Il festival Raetica torna al Bostel di Rotzo: due giorni tra archeologia e rievocazione storica

Per due giorni il Parco Archeologico del Bostel di Rotzo tornerà a popolarsi di artigiani, mercanti, guerrieri e rievocatori. Sabato 25 e domenica 26 luglio andrà infatti in scena l’edizione 2026 di Raetica, il festival dedicato all’archeologia e alla vita delle comunità che abitavano l’Altopiano oltre duemila anni fa.

Il tema scelto per quest’anno sarà “L’incontro tra i Popoli”, un filo conduttore che permetterà di raccontare gli scambi culturali, commerciali e sociali che già in epoca protostorica interessavano il territorio altopianese.

Il Bostel, situato a circa 850 metri di quota, ospitava uno dei più importanti insediamenti della seconda Età del Ferro dell’arco alpino orientale. La sua posizione strategica lo rendeva un punto di passaggio e di collegamento tra la pianura veneta e il mondo alpino, favorendo la circolazione di persone, merci, conoscenze e tradizioni.

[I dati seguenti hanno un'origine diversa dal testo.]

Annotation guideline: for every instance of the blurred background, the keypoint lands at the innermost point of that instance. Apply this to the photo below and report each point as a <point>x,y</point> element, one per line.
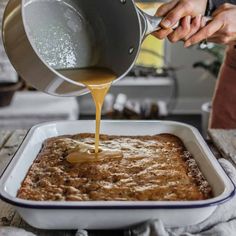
<point>168,82</point>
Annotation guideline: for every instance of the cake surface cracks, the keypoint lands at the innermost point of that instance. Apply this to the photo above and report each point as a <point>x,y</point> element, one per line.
<point>151,168</point>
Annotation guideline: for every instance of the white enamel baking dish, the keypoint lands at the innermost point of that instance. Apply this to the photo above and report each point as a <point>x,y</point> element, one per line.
<point>108,215</point>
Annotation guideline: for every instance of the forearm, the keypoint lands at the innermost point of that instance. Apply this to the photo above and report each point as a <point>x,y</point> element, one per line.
<point>214,4</point>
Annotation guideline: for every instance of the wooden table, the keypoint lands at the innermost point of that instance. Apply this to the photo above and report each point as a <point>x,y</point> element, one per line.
<point>9,143</point>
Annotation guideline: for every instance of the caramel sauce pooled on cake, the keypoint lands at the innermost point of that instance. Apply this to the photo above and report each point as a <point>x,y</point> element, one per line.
<point>98,81</point>
<point>132,168</point>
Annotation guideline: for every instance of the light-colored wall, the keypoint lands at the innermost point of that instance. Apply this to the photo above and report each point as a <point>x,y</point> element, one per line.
<point>196,86</point>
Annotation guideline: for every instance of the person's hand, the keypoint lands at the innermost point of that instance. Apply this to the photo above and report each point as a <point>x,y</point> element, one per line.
<point>183,11</point>
<point>222,29</point>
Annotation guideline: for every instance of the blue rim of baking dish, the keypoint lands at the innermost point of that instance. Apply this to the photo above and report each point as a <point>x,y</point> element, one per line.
<point>50,206</point>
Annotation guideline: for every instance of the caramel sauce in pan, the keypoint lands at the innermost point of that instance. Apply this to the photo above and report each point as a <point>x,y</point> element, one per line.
<point>98,81</point>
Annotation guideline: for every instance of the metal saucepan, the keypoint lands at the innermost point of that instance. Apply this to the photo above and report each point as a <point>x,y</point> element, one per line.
<point>43,36</point>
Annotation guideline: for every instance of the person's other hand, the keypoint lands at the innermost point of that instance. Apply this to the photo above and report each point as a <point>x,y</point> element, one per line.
<point>222,29</point>
<point>180,11</point>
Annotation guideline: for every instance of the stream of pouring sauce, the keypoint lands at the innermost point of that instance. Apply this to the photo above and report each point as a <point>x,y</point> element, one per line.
<point>98,81</point>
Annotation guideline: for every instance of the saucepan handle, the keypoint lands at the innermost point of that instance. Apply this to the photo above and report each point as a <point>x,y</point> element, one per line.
<point>151,24</point>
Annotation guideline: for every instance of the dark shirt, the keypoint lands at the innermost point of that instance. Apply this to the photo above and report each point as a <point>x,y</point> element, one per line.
<point>214,4</point>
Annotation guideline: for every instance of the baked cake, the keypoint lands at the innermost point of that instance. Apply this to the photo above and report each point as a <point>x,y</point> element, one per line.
<point>128,168</point>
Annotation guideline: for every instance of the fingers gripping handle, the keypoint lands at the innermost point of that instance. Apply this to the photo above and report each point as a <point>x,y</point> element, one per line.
<point>152,23</point>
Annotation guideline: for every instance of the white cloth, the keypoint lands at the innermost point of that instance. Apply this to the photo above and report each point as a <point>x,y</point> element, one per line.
<point>221,223</point>
<point>12,231</point>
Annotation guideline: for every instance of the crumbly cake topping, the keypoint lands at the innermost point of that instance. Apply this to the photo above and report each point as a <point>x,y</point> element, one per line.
<point>150,168</point>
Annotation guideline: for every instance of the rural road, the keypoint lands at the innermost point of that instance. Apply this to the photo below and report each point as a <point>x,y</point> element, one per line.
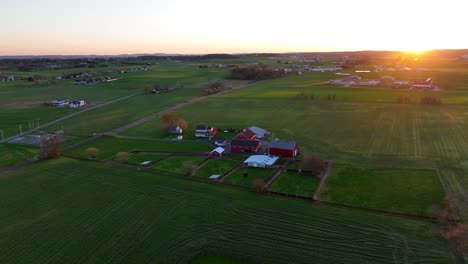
<point>66,117</point>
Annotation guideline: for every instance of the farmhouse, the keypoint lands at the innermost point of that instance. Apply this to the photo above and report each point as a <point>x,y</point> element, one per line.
<point>427,84</point>
<point>204,131</point>
<point>77,103</point>
<point>246,134</point>
<point>174,129</point>
<point>261,161</point>
<point>282,148</point>
<point>245,145</point>
<point>259,132</point>
<point>60,102</point>
<point>217,152</point>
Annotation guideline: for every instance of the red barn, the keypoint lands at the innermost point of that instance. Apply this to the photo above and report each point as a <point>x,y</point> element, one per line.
<point>246,134</point>
<point>245,145</point>
<point>281,148</point>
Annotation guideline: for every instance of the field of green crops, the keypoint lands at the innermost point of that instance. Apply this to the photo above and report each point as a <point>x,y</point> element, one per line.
<point>109,146</point>
<point>399,190</point>
<point>85,212</point>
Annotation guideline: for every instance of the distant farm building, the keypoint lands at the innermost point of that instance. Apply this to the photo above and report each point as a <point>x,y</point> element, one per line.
<point>174,129</point>
<point>218,152</point>
<point>204,131</point>
<point>60,102</point>
<point>282,148</point>
<point>245,145</point>
<point>259,132</point>
<point>427,84</point>
<point>261,161</point>
<point>246,134</point>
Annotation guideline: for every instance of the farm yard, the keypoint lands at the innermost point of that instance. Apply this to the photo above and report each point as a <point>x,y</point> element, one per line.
<point>93,211</point>
<point>391,163</point>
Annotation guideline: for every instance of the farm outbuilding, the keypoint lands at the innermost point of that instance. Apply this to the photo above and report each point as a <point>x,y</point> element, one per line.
<point>259,132</point>
<point>245,145</point>
<point>261,161</point>
<point>282,148</point>
<point>218,152</point>
<point>246,134</point>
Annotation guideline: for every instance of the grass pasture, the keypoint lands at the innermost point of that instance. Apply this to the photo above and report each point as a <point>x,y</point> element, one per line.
<point>109,146</point>
<point>217,166</point>
<point>11,154</point>
<point>399,190</point>
<point>104,214</point>
<point>295,183</point>
<point>178,164</point>
<point>238,177</point>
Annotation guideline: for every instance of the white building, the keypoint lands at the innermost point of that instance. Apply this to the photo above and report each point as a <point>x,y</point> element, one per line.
<point>260,161</point>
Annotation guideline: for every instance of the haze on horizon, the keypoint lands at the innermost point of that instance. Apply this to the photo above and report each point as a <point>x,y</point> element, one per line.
<point>208,26</point>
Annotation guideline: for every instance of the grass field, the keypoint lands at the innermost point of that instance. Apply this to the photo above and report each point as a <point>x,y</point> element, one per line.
<point>179,164</point>
<point>162,74</point>
<point>82,212</point>
<point>138,158</point>
<point>238,177</point>
<point>218,166</point>
<point>398,190</point>
<point>109,146</point>
<point>28,118</point>
<point>11,154</point>
<point>295,183</point>
<point>216,260</point>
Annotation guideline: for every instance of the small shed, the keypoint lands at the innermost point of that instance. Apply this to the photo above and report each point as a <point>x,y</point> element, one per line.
<point>218,152</point>
<point>260,161</point>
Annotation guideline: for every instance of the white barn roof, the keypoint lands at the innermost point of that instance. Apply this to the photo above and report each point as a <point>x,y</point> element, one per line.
<point>262,159</point>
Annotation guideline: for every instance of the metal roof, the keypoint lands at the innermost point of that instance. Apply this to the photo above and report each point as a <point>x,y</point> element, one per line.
<point>291,145</point>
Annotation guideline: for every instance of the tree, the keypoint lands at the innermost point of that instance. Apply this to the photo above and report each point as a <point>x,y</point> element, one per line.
<point>51,146</point>
<point>315,164</point>
<point>259,184</point>
<point>92,152</point>
<point>121,157</point>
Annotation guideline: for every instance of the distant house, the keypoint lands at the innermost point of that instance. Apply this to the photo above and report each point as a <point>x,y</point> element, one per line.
<point>427,84</point>
<point>261,161</point>
<point>218,152</point>
<point>282,148</point>
<point>246,134</point>
<point>174,129</point>
<point>400,84</point>
<point>60,102</point>
<point>204,131</point>
<point>77,103</point>
<point>259,132</point>
<point>244,145</point>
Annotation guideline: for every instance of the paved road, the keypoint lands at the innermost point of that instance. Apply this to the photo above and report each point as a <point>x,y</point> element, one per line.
<point>66,117</point>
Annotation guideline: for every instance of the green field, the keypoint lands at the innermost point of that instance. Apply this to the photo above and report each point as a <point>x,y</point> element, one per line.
<point>109,146</point>
<point>28,118</point>
<point>138,158</point>
<point>399,190</point>
<point>84,212</point>
<point>295,183</point>
<point>11,154</point>
<point>178,164</point>
<point>217,166</point>
<point>238,177</point>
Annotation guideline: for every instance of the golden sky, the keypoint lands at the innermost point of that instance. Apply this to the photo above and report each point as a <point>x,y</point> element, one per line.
<point>215,26</point>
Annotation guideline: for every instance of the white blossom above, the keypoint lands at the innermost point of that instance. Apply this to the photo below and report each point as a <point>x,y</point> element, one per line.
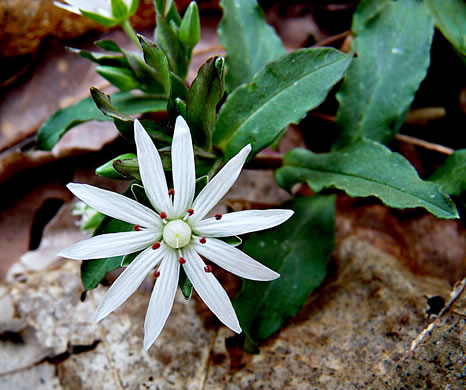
<point>175,234</point>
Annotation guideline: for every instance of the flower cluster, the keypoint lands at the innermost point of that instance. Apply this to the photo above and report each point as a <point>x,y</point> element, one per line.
<point>175,233</point>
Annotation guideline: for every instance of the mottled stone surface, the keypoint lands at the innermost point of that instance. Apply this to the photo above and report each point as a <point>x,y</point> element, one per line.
<point>354,332</point>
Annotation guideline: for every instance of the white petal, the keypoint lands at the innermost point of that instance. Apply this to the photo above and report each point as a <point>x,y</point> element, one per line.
<point>67,7</point>
<point>219,185</point>
<point>210,290</point>
<point>151,170</point>
<point>111,244</point>
<point>234,261</point>
<point>116,205</point>
<point>241,222</point>
<point>184,174</point>
<point>161,300</point>
<point>129,280</point>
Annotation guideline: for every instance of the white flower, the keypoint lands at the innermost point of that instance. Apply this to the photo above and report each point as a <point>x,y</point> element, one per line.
<point>101,8</point>
<point>175,234</point>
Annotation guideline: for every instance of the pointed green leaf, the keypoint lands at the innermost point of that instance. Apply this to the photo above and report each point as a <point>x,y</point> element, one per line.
<point>178,90</point>
<point>280,94</point>
<point>85,110</point>
<point>366,168</point>
<point>122,78</point>
<point>190,28</point>
<point>299,250</point>
<point>452,174</point>
<point>450,17</point>
<point>201,107</point>
<point>393,47</point>
<point>249,41</point>
<point>157,60</point>
<point>107,169</point>
<point>171,45</point>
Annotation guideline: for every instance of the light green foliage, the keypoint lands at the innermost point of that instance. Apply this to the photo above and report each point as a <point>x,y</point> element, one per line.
<point>249,41</point>
<point>366,169</point>
<point>299,250</point>
<point>392,43</point>
<point>201,107</point>
<point>280,94</point>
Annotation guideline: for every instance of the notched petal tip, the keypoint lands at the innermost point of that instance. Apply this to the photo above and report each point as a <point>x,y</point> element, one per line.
<point>181,125</point>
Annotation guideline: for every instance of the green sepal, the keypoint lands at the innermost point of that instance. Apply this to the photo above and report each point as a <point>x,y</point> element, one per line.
<point>157,60</point>
<point>104,21</point>
<point>171,45</point>
<point>190,28</point>
<point>122,78</point>
<point>119,9</point>
<point>128,259</point>
<point>201,107</point>
<point>185,285</point>
<point>108,170</point>
<point>178,90</point>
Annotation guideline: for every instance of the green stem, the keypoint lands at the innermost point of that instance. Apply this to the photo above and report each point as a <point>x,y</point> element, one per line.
<point>126,25</point>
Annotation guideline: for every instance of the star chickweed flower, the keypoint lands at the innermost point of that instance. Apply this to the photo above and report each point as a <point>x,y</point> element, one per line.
<point>101,11</point>
<point>175,234</point>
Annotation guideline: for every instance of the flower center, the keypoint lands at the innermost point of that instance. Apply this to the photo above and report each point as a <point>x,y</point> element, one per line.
<point>177,233</point>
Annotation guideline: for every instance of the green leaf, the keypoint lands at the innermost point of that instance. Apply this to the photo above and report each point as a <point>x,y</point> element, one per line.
<point>104,21</point>
<point>392,41</point>
<point>108,45</point>
<point>93,271</point>
<point>119,9</point>
<point>127,167</point>
<point>280,94</point>
<point>171,45</point>
<point>452,174</point>
<point>185,285</point>
<point>108,170</point>
<point>157,60</point>
<point>122,78</point>
<point>366,169</point>
<point>85,110</point>
<point>299,250</point>
<point>178,90</point>
<point>100,58</point>
<point>450,17</point>
<point>201,107</point>
<point>190,27</point>
<point>249,41</point>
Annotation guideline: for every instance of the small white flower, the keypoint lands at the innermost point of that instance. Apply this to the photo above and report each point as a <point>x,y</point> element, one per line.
<point>102,8</point>
<point>175,234</point>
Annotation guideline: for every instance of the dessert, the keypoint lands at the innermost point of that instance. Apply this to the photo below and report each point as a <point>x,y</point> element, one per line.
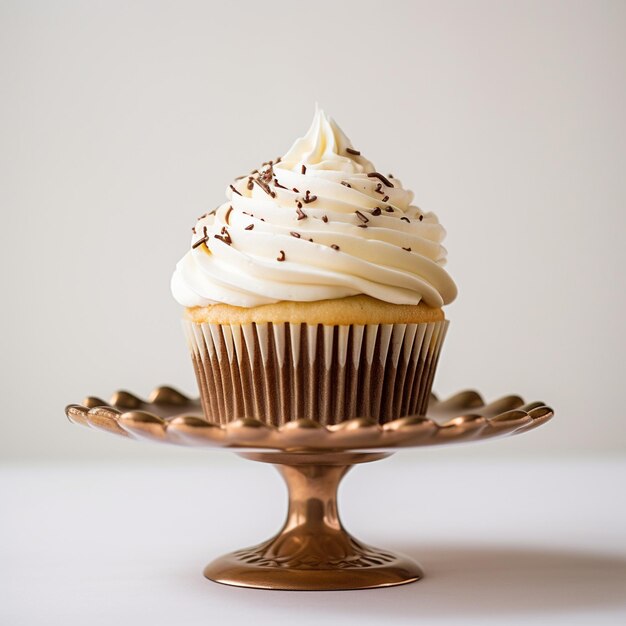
<point>315,291</point>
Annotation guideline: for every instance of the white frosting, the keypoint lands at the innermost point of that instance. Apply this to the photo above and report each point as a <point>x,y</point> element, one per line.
<point>387,247</point>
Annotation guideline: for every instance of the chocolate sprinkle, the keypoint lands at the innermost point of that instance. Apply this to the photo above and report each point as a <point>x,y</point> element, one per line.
<point>380,177</point>
<point>308,197</point>
<point>224,236</point>
<point>199,242</point>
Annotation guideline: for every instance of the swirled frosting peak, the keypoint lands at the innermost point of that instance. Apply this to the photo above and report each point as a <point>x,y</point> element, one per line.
<point>318,223</point>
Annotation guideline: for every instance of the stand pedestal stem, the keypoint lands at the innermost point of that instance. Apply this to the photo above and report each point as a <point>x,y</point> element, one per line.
<point>313,551</point>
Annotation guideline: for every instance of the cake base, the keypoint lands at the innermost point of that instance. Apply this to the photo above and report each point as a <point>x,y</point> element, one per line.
<point>313,551</point>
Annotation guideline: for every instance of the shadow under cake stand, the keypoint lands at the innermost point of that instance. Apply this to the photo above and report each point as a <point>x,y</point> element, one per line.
<point>312,551</point>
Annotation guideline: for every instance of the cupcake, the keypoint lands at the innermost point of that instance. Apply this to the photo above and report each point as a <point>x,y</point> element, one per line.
<point>315,291</point>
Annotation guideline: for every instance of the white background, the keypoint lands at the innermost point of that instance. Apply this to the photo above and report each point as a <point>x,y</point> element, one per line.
<point>123,121</point>
<point>120,122</point>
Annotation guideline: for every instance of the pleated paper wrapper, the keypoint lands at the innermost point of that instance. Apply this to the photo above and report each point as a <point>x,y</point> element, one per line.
<point>281,372</point>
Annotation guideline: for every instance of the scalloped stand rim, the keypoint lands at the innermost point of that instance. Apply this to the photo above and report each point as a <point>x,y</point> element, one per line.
<point>312,551</point>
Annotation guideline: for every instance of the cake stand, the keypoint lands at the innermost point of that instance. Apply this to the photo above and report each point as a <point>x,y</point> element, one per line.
<point>312,551</point>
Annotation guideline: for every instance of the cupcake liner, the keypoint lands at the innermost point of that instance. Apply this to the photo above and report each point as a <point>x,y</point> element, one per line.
<point>280,372</point>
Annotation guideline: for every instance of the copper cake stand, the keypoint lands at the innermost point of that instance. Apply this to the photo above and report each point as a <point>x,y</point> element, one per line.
<point>312,551</point>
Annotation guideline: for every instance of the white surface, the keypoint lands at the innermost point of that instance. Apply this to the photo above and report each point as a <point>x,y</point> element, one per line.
<point>501,543</point>
<point>121,122</point>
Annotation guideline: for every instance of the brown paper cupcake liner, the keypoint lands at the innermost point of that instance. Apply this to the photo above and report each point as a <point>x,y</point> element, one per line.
<point>280,372</point>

Oggi il sito rappresenta un vero e proprio museo all’aperto, capace di offrire ai visitatori un’immersione nella vita quotidiana delle comunità che abitavano queste montagne più di duemila anni fa.

Il programma di Raetica 2026 sarà particolarmente ricco e comprenderà visite guidate, dimostrazioni, spettacoli e laboratori didattici. Il pubblico potrà conoscere da vicino le tecniche utilizzate nella tessitura, nella lavorazione dei metalli e nel conio delle monete, avvicinandosi a mestieri e gesti ricostruiti sulla base delle testimonianze archeologiche.

Tra gli appuntamenti più apprezzati tornerà anche l’Iron Age Fashion Show, la particolare sfilata durante la quale i rievocatori presenteranno e racconteranno gli abiti dell’epoca, illustrandone materiali, caratteristiche e funzioni.

Nel corso delle due giornate troveranno spazio anche racconti bardici, danze storiche, spettacoli e mercatini artigianali. A chiudere il festival sarà il suggestivo Brandopferplatz, il rogo votivo collettivo proposto come simbolo di incontro, condivisione e dialogo tra culture differenti.

Ad arricchire ulteriormente l’edizione 2026 saranno i laboratori rivolti a tutte le età e curati dai musei archeologici vicentini. Le attività spazieranno dall’Età del Ferro ad altri periodi storici, offrendo a bambini, ragazzi e adulti la possibilità di sperimentare e approfondire diversi aspetti del passato.

Per tutta la durata dell’evento sarà inoltre presente un corner informativo di Musei Altovicentino. A rotazione interverranno educatrici ed educatori del Villaggio preistorico Monte Corgnon di Lusiana Conco, del Museo Archeologico dell’Alto Vicentino di Santorso, dell’Esposizione archeologica permanente di Thiene, del Museo Civico di archeologia e scienze naturali “Giuseppe Zannato” di Montecchio Maggiore e del Museo Civico “Domenico Dal Lago” di Valdagno.

A queste realtà si aggiungerà la presenza diffusa del Museo Archeologico dell’Altopiano dei Sette Comuni Vicentini, coinvolto direttamente in qualità di soggetto ospitante.